A home of one’s own to heal heart and soul


In the street, where she lived, nobody knew that Terry’s* singing voice could touch hearts. Then, one day, the
lady who had helped her find her new home asked her to sing at the Christmas party of her working group. She was such a big hit that, soon after, at age 50, Terry saw a childhood dream come true when she was one of the finalists in a singing competition organized by a Quebec TV station.

Terry is one of the some 150 mentally ill homeless people who have found a home as part of At Home – a research demonstration project providing housing and services in an effort to assess the factors promoting housing stability while ensuring the well-being of homeless people dealing with mental health problems.

“We were inspired by Housing First in New York, which helps homeless people with high needs, and by Street to Home, in Toronto, which helps people with moderate needs,” explains Cécile Leclercq, Ph.D., coordinator of Montréal’s At Home project. In fact Montréal launched this program at the same time as the cities of Vancouver, Winnipeg, Toronto, and Moncton.

Since this is also a research project, the 460 participants are divided into experimental and control groups: 200 of the 300 people with “moderate” needs will be offered housing and services from the At Home intervention team (the experimental group), while the 100 others (the control group) will continue to rely on community *not her real name services.
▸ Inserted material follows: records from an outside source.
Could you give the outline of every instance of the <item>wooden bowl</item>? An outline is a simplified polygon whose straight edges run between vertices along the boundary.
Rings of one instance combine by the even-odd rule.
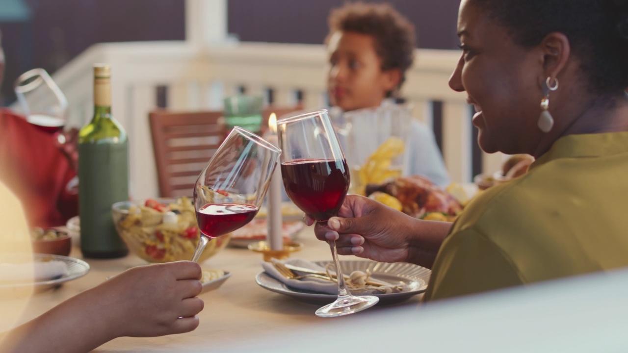
[[[58,237],[53,239],[32,241],[33,251],[38,254],[51,254],[67,256],[72,249],[72,238],[65,232],[58,231]]]

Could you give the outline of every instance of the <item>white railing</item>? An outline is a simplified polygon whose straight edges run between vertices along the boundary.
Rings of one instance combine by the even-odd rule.
[[[431,102],[443,102],[443,153],[452,180],[471,178],[470,111],[464,94],[447,85],[458,60],[456,51],[419,50],[404,87],[415,116],[431,125]],[[183,42],[98,44],[57,72],[53,78],[70,103],[68,125],[82,126],[92,107],[92,67],[106,62],[112,70],[112,110],[128,132],[134,197],[158,194],[148,112],[156,107],[156,87],[168,87],[168,108],[220,109],[225,95],[241,86],[247,93],[273,89],[274,104],[305,108],[325,104],[325,63],[321,45],[235,43],[200,47]],[[502,157],[485,155],[484,169],[499,168]]]

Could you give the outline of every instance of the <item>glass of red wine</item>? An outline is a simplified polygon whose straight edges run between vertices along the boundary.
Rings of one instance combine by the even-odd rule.
[[[68,101],[45,70],[33,68],[21,74],[14,90],[29,122],[51,134],[63,129]]]
[[[194,207],[201,232],[192,261],[208,239],[232,232],[257,214],[281,151],[236,126],[210,160],[194,186]]]
[[[282,119],[277,128],[286,193],[301,210],[326,224],[338,214],[349,187],[349,168],[327,111]],[[377,296],[351,294],[342,275],[336,242],[328,242],[337,274],[338,298],[317,310],[317,316],[348,315],[377,303]]]

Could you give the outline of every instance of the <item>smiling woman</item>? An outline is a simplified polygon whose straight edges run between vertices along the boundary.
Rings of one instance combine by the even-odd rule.
[[[475,106],[482,149],[536,160],[453,226],[349,196],[318,237],[431,268],[425,300],[628,266],[625,3],[462,0],[450,85]]]

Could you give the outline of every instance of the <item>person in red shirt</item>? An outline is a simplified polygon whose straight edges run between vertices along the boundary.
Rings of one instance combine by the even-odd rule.
[[[4,68],[0,46],[0,83]],[[78,214],[78,179],[71,161],[75,135],[75,131],[44,132],[23,116],[0,109],[0,182],[21,202],[29,226],[63,225]]]

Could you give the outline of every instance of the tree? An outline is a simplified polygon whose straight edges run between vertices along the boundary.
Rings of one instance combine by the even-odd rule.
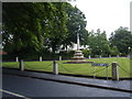
[[[117,46],[120,53],[123,55],[129,54],[129,47],[132,47],[132,33],[128,31],[128,28],[120,26],[109,38],[111,46]]]
[[[2,6],[2,40],[7,52],[22,58],[47,45],[55,52],[65,37],[65,3],[4,2]]]

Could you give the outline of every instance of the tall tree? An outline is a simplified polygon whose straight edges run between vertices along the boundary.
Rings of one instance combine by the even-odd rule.
[[[129,47],[132,47],[132,33],[128,31],[128,28],[120,26],[109,38],[111,46],[117,46],[119,52],[123,55],[129,54]]]
[[[86,30],[86,18],[85,14],[77,8],[69,3],[66,3],[67,13],[67,38],[64,41],[65,47],[67,45],[73,45],[77,43],[77,33],[80,36],[80,44],[86,44],[87,42],[87,30]]]

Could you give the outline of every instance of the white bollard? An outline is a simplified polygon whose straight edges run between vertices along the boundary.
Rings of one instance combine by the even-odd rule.
[[[20,70],[24,70],[23,61],[20,61]]]
[[[112,63],[112,80],[119,80],[119,69],[118,69],[118,63]]]
[[[62,61],[62,56],[59,56],[59,61]]]
[[[89,57],[89,59],[91,58],[90,55],[88,57]]]
[[[42,62],[42,56],[40,57],[40,62]]]
[[[53,74],[58,75],[57,63],[55,61],[53,62]]]
[[[109,57],[111,57],[111,55],[109,55]]]
[[[16,57],[16,62],[19,62],[19,57]]]
[[[101,58],[101,55],[99,57]]]

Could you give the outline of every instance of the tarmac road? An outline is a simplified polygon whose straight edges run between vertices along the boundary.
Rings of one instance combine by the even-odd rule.
[[[130,97],[129,92],[2,75],[2,97]]]

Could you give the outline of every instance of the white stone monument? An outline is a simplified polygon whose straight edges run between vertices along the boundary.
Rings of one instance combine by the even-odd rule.
[[[74,63],[74,64],[88,63],[87,61],[85,61],[84,54],[80,51],[79,33],[77,33],[77,51],[75,51],[74,57],[72,59],[73,61],[69,63]]]

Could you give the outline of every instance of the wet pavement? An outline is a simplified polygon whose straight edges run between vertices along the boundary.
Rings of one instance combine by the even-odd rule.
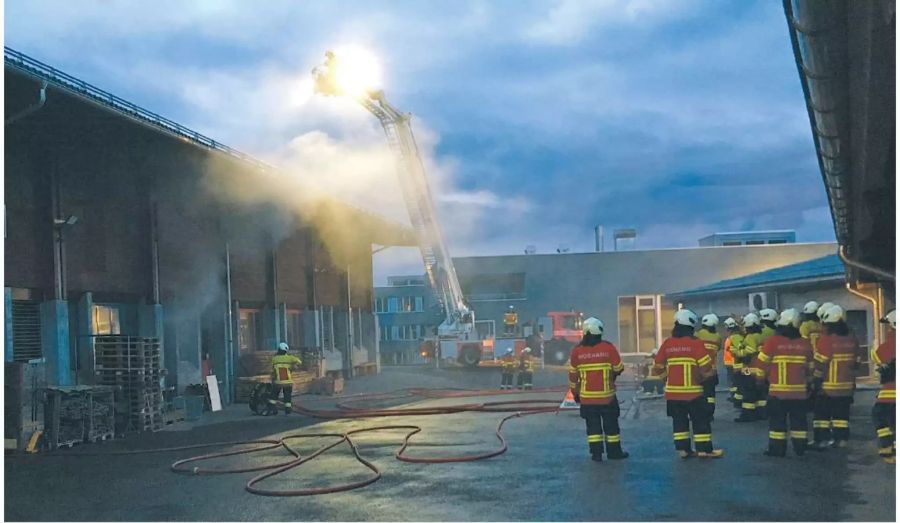
[[[535,386],[565,383],[564,373],[537,373]],[[351,380],[347,394],[404,387],[482,388],[499,382],[493,371],[389,368]],[[559,394],[527,397],[561,399]],[[723,398],[723,397],[721,397]],[[762,455],[765,422],[735,424],[720,406],[713,439],[720,460],[675,456],[671,422],[661,399],[636,400],[622,391],[622,440],[631,458],[588,459],[584,424],[576,411],[509,421],[509,451],[472,463],[411,464],[394,459],[403,431],[355,438],[363,457],[383,471],[360,490],[316,497],[271,498],[244,491],[254,474],[190,476],[169,465],[198,451],[129,456],[7,458],[7,520],[398,520],[398,521],[888,521],[895,519],[895,469],[876,455],[869,416],[873,393],[857,393],[847,449],[802,458]],[[428,400],[418,405],[492,401],[497,397]],[[509,399],[504,397],[503,399]],[[516,399],[519,399],[516,396]],[[308,400],[303,400],[308,401]],[[721,401],[721,400],[720,400]],[[327,404],[328,402],[320,402]],[[109,452],[194,443],[277,437],[298,431],[333,432],[384,424],[416,424],[423,432],[413,456],[474,454],[497,447],[494,427],[504,414],[460,413],[319,422],[302,416],[262,418],[245,405],[208,414],[202,423],[131,436],[70,452]],[[189,429],[189,430],[185,430]],[[310,442],[301,452],[317,447]],[[209,466],[283,460],[283,451],[224,458]],[[346,445],[260,486],[293,489],[360,480],[370,472]]]

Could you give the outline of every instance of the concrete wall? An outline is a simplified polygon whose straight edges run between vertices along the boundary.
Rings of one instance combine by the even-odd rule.
[[[520,323],[548,311],[575,309],[603,320],[607,339],[617,342],[619,296],[682,291],[836,250],[833,243],[813,243],[485,256],[454,261],[463,282],[475,274],[525,273],[524,300],[473,302],[478,319],[493,319],[500,325],[509,305],[516,306]],[[663,318],[663,325],[668,321]]]
[[[8,109],[33,102],[34,80],[5,78]],[[293,209],[238,202],[239,193],[222,187],[259,176],[250,164],[55,88],[44,108],[7,126],[6,144],[4,285],[29,289],[43,303],[51,383],[91,379],[92,303],[119,309],[122,334],[162,338],[169,384],[199,383],[208,356],[226,382],[226,402],[238,356],[235,304],[264,312],[264,346],[274,349],[285,307],[346,311],[349,300],[355,347],[346,334],[336,346],[355,350],[355,361],[376,358],[375,226],[350,227],[358,220],[352,212],[332,204],[313,227]],[[54,300],[53,219],[69,215],[78,223],[63,231],[65,288]],[[339,238],[340,259],[333,231],[321,229],[332,216],[355,231]]]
The 160 homeless people with more pressing needs have been divided into two equal cohorts, half in an experimental group and half in a control group.

“Our research team will meet with all the participants every three months for two years to assess their situation,” adds Leclercq, noting that the Montréal project also includes three clinical teams and a group responsible for finding  housing through an agreement with more than forty housing owners.

Planting the seeds

The seeds for this project were planted in 2007 by a Health Canada official who shared his concerns about the mentally ill  homeless with former senator Michael Kirby, the chair of the Mental Health Commission of Canada (which funds the At Home project). “With the help of researchers, Mr. Kirby developed a more extensive project than had been proposed by the Health Canada official,” explains Eric Latimer, Ph.D., a researcher working on the Services, Policy and Population Health theme at the Douglas Institute and chief researcher for Montréal’s At Home project.

Latimer’s team is composed of caregivers and researchers from the Jeanne-Mance health and social services centre, the Diogène community organization, the Douglas Institute, and five Quebec universities. They began recruiting participants in fall 2009.

“Participants are referred to us by shelters  prisons, community organizations, and hospitals, and our research officers/interviewers are also present in the field,” adds Leclercq, the project coordinator. Participants are not left to their own devices in their new homes, she notes. With the help of a caregiver who meets with them at least once a week, they set goals based on their own strengths.

“We favour the recovery approach,” explains Leclercq, who naturally hopes that the housing and clinical follow-up will continue after the project ends. And while the results are not yet in, the At Home project is already yielding results – such as the participant who, after living for years in the street, is now superintendent of the building where he was given a home.